A UK government official said negotiators were still in a scoping phase and discussions were ongoing. Foreign Secretary James Cleverly, Northern Ireland Secretary Chris Heaton-Harris and European Commission Vice-President Maros Sefcovic are keeping in regular touch, they added.

“Our work on scoping potential solutions is continuing. There are issues that remain open,” a spokesman for the EU Commission said. 

Tunnel Vision

Expectations of a deal have been rising in recent weeks, after the EU agreed to use a real-time UK database tracking goods moving over the Irish sea border. That allowed the two sides to enter a negotiating “tunnel” where talks intensify and external communications are kept to a minimum in order to make progress.

The two sides want to unlock a comprehensive deal by the end of February, ahead of the April anniversary of the 1998 Belfast peace agreement, Bloomberg previously reported. A resolution would end the drawn-out dispute over the Northern Ireland Protocol, part of the wider Brexit deal signed in 2020, which was drawn up to avoid a land border on the island of Ireland. 

That effectively placed a frontier in the Irish Sea — allowing Northern Ireland to remain in the EU single market. But it has disrupted trade between Northern Ireland and Great Britain because of the burden of new paperwork and customs procedures. 

Why Northern Ireland Keeps the UK and Europe at Odds: QuickTake

The UK government and Northern Ireland unionists also don’t like that the protocol effectively creates an internal border within a sovereign country, with the European Court of Justice overseeing large parts of the arrangement.

The UK is particularly anxious to get a deal that satisfies the Democratic Unionist Party, which has consistently opposed the protocol and insists on keeping ties between Great Britain and Northern Ireland as close as possible. 

The DUP has for almost a year blocked the formation of Northern Ireland’s power-sharing government, in protest at the terms of the original Brexit deal.
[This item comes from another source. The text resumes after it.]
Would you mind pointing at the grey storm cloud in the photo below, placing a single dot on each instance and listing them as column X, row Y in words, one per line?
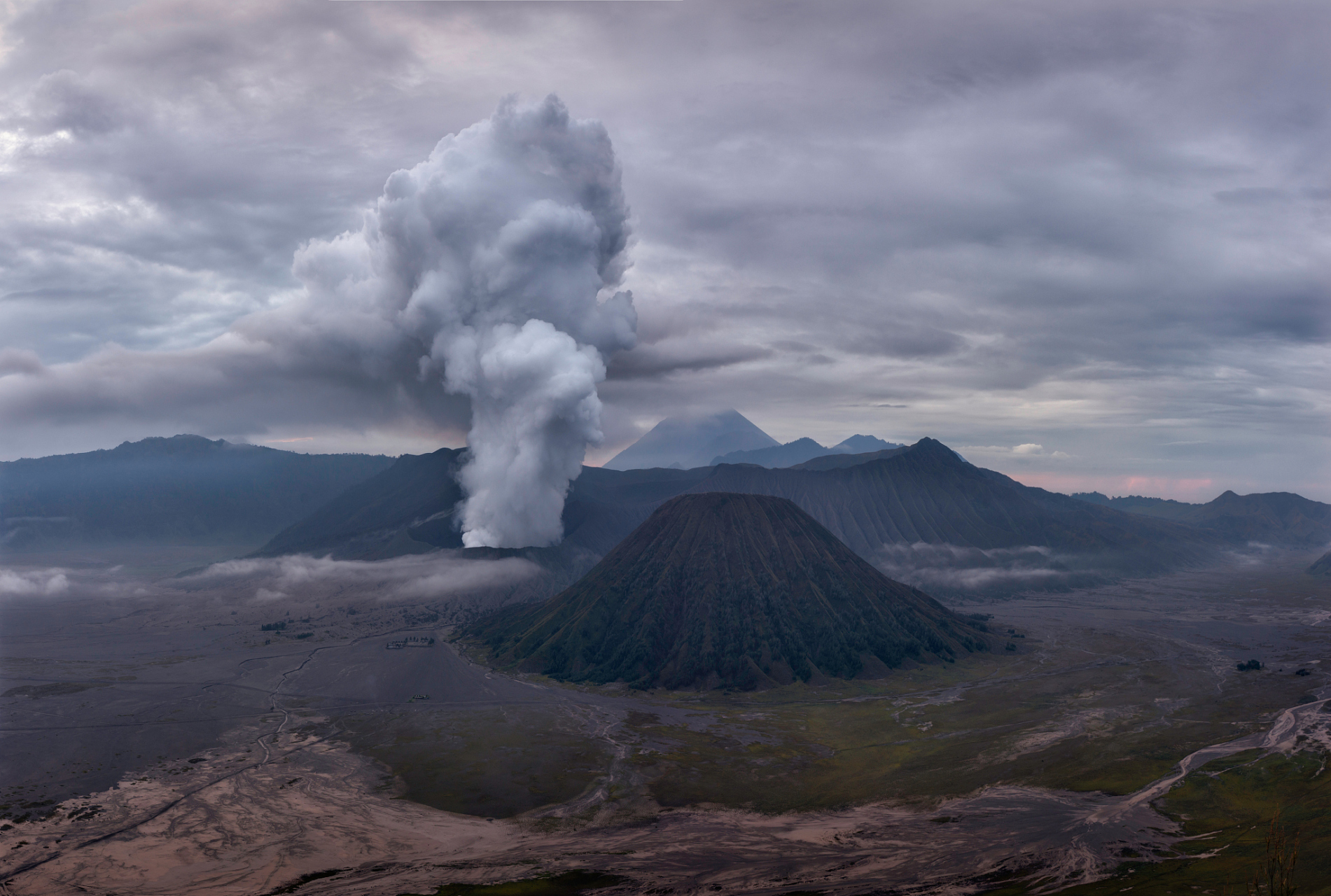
column 1101, row 228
Heaton-Harris has opted not to call an election in the region immediately to break the impasse, indicating that progress in negotiations may help resolve the situation.

Though Sunak has won the political backing of opposition Labour leader Keir Starmer, who pledged his support for any eventual deal, he’ll be reluctant to not to exacerbate unrest in his own fractious party by agreeing to a deal that will upset his Brexit-supporting MPs.